From kitchen chef to hotel manager
Interview with hotel manager, Peter Gerløv Feddersen
How do you get around 40 employees with very different responsibilities and realities to work towards the same noble goal every day with great job satisfaction? A goal that ultimately depends on the satisfaction of hotel guests. Comwell Holte's hotel director has a pretty good idea about that. He carries a unique set of tools in his leadership backpack, which he acquired during his time in the kitchen at Comwell Borupgaard.
By Karin Feit Almberg and Signe Kamper Kankelborg
Peter Gerløv Feddersen took over as the hotel director at Comwell Holte in October 2021, coming directly from a position as a hotel director at another North Zealand hotel. But Feddersen started his career in a completely different place. A place that has shaped him and given him a special perspective on the task, both operationally and in terms of leadership, that he faces today.
"You always get there. Because there is no alternative"
Feddersen has previously been the head chef at Comwell Borupgaard in Snekkersten, and he draws heavily on his experience from his days as a chef. "It is clearly a plus for me that my career path started where it did," he says. "Not so much because I use my eminent ability to fry meatballs in my workday, but my leadership approach is influenced by my many years as a chef," says Feddersen with a smile, adding:
"I know about a fast pace, many balls in the air, sharp frames, fixed goals, and the necessity of being able to deliver above and beyond the usual. You always get there. Because there is no alternative. There is a constant hustle behind the scenes – both in a large kitchen and at a hotel – and it's great. All areas of expertise must work together at once, and it's so exciting to make it happen. Everything from conferences, receptions, restaurants, kitchens, buildings, AV, and so on must work together and deliver on the same goal; the good guest experience."
Different realities with a common goal
"The unquestionably beautiful thing about running a hotel is that we have these very different professional groups. When we are together in the management group, we talk about: 1) how we strengthen these professional skills, and 2) how we break down the barriers so that everyone works towards a common, overall focus. It sounds completely paradoxical, but it isn't. For example, if a guest asks for a sandwich at the reception, we just need to make it happen quickly, even if the kitchen is occupied with a large planned conference lunch at the moment. The guest is always at the center and must feel well-assisted."
And according to the hotel director, all employees, regardless of title or level, are a significant and important part of the culture. Everyone shapes the workplace, and everyone shapes the experience that guests have during a visit to Comwell.
"Every little conversation, suggestion for change, praise, and so on colors the culture. Everyone helps set a direction. That's why I also make a big effort to be a visible leader myself. I rush around and talk to everyone all the time. And the very different professional groups are, of course, also a challenge as a leader. Fortunately, an exciting one. The reality looks very different from the different areas of responsibility that the employees have, and you have to have respect for that."

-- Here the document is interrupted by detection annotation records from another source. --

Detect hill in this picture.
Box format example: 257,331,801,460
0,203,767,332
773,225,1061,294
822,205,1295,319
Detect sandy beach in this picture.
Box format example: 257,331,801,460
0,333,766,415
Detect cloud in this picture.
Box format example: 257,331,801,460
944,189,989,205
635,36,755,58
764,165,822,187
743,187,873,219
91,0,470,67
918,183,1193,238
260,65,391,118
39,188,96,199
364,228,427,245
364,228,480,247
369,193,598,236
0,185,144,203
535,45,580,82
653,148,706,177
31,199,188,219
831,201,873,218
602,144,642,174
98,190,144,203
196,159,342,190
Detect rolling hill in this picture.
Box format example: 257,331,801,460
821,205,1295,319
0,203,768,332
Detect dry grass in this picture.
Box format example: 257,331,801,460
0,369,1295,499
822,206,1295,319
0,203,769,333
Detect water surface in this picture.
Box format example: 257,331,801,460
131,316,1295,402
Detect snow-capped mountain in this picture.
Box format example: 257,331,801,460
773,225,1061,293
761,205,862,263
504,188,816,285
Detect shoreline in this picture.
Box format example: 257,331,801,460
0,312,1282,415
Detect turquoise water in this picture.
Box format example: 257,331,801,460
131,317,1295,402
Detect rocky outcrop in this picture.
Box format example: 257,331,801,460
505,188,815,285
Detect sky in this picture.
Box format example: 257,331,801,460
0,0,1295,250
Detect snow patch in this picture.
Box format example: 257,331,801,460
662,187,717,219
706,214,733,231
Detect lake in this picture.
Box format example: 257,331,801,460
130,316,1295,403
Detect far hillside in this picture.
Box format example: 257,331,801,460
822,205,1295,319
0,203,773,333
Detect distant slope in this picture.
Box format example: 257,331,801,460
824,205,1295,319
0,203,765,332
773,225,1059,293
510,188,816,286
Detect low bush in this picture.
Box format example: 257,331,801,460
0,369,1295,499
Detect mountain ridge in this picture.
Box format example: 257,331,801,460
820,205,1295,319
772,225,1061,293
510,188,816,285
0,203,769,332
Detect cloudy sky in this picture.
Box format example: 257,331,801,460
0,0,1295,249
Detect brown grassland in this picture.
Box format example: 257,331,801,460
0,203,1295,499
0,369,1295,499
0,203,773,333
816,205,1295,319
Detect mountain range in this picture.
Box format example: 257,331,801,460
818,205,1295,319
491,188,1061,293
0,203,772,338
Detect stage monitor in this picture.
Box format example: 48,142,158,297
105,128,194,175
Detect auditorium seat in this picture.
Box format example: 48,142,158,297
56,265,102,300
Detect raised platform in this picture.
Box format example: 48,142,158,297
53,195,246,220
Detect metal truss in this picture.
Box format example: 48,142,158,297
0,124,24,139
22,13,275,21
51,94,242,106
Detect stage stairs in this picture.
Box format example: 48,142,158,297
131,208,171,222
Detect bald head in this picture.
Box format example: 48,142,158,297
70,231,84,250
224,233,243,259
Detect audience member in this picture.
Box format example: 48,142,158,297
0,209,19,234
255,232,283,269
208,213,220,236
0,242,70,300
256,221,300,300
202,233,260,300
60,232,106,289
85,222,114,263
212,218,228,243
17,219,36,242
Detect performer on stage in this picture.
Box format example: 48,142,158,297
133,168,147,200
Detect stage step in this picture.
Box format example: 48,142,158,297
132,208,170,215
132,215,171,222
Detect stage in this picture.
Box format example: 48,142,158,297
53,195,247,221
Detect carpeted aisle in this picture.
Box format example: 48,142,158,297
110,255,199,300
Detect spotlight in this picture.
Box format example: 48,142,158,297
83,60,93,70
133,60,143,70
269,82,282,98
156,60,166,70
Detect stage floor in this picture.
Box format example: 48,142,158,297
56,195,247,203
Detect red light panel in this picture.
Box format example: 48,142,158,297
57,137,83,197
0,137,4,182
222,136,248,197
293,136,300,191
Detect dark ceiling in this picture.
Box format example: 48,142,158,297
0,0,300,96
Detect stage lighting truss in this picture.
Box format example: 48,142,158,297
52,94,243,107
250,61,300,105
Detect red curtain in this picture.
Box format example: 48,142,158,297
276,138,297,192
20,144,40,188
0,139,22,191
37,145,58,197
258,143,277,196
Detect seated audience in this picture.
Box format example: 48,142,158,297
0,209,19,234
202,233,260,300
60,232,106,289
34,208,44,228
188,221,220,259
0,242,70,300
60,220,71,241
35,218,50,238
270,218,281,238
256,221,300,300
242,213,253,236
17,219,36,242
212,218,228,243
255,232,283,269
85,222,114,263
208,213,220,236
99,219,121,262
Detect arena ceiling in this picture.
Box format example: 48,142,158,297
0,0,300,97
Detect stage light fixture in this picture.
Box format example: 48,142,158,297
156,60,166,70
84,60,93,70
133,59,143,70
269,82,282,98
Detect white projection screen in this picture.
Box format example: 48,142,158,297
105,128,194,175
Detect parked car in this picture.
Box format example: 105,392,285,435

"I'm just a department head"
Being a good leader is also about letting go, according to Comwell Holte's hotel director, who gives an example that the boss's way is not always the best way:
"As a former head chef, I am well-versed in the kitchen myself. So the easiest thing would be to go down to the kitchen and do everything my way. But I don't want to impose my methods on the department heads. It provides short-term solutions without ownership. The most important thing is that we agree on the end result. I'm just a department head for the leadership group, as I like to say. We meet every day at 10:00 a.m. and 3:00 p.m. and go over the day and evening together. Here, I can sense how everyone is doing and what the biggest challenges are right now."
Guests don't care about internal responsibilities
"My goal is for everyone to support and respect each other's work. It's so essential for how the guest experiences being here. After all, guests don't care about our internal responsibilities. So regardless of one's primary responsibility, a positive experience for the guests is the end goal.
So yes, receptionists can also easily take the empty plates, cups, and glasses with them if they are already going to the kitchen. Just as the chef can greet a seeking guest and ask, "Is there anything I can do for you?"
Put on your rubber boots and go out into nature
Feddersen sits during this interview in one of the hotel's smaller meeting rooms with huge windows overlooking tall birch trees, a small lake, and fields as far as the eye can see.
"It's so beautiful here, and there's so much we can do with this place," he says with a dreamy expression.
The hotel director has big plans to make use of the beautiful nature surrounding the hotel, which is almost invisible when driving past on Kongevejen.
"This area is excellent for outdoor mindfulness, meeting rooms, and dining areas. It's great for our meeting and conference guests, but also for guests who come here for a little get away with their partner. And we've also gotten the rubber boots up from the basement to get started," he smiles. "You can borrow them along with a small map of the area. I hope that in the future - from inside the meeting rooms - you can see all the great outdoor facilities and feel inspired to use them."